The Royal Welsh Show is the biggest agricultural show in Europe. It is organised by the Royal Welsh Agricultural Society, and takes place in July of each year, at Llanelwedd, near Builth Wells in mid-Wales.
The show lasts for four days and attracts more than 200,000 visitors annually, making it one of Wales's major tourist attractions.
- Judging of cattle, sheep, horses, goats and various other domestic animals
- Sheep dog trials
- Sheep shearing competitions
- Riding competitions
- Driving displays
- Games and sports
- Craft show
- Live music
Given its "Royal" status it is not unusual for a senior member of the Royal family to attend at the Show. A familiar sight is HRH the Prince of Wales who is acknowledged to be a keen supporter of the farming community. Indeed following his outspoken support during the 2001 foot and mouth crisis, many farmers regard him as an influential figure.

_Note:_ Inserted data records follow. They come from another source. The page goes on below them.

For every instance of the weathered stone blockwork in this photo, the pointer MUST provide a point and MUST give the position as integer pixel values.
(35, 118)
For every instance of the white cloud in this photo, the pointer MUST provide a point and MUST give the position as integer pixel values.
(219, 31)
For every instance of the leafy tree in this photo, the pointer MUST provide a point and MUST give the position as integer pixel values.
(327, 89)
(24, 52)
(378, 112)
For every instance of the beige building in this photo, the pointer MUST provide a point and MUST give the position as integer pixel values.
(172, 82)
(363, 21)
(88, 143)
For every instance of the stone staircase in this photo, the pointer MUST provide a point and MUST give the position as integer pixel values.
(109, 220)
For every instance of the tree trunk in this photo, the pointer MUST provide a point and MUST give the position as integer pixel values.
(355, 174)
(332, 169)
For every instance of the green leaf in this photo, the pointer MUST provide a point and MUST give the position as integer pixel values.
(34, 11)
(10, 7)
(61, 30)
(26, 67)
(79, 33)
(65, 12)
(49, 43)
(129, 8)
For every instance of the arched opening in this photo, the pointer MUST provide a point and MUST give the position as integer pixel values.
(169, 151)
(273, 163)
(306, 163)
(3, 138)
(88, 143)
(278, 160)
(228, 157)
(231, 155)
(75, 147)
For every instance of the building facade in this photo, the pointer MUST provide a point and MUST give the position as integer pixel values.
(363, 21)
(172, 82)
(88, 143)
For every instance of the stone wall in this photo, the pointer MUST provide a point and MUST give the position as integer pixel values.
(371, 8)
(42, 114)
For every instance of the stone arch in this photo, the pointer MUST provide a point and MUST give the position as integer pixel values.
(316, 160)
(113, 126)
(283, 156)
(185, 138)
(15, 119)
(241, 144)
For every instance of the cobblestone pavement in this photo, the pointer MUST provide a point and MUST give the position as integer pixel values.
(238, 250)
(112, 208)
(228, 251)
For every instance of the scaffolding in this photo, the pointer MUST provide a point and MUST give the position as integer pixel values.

One farming union, the FUW, nominated him for his outstanding contribution to agriculture in 2003 which was announced at the show.
Whilst being a successful exhibitor at any show is a success, victory at the Royal Welsh Show is regarded as particularly significant not only in Wales but throughout the United Kingdom. Exhibitors attend from throughout the country and the quality of competition is always high. Of particular prestige is the category of Supreme Champion in the cattle section. Success in this category attracts attention to the exhibitor and cattle breeders will be willing to pay more for the animal's progeny. Despite this financial incentive, the majority of exhibitors will claim they compete for the honour and the camaraderie.
Most major businesses with links to agriculture will have a trade stand at the show. Given the number of farming people at the venue it is regarded as a vital opportunity to attract new business as well as to network with current customers. It is not unusual to see a trade stand selling muck spreaders sighted next to a stand selling luxury cars.
The Royal Welsh is particularly significant for young people who live in farming communities in Wales. It is regarded as one of the highlights of the year and as an opportunity to socialise with old friends and make new acquaintances, particularly of the opposite sex. The Young Farmers' Association runs a series of competitions throughout Wales throughout the year and the finals of the practical competitions usually take place at the Show. Amongst these events are stock judging and tractor driving.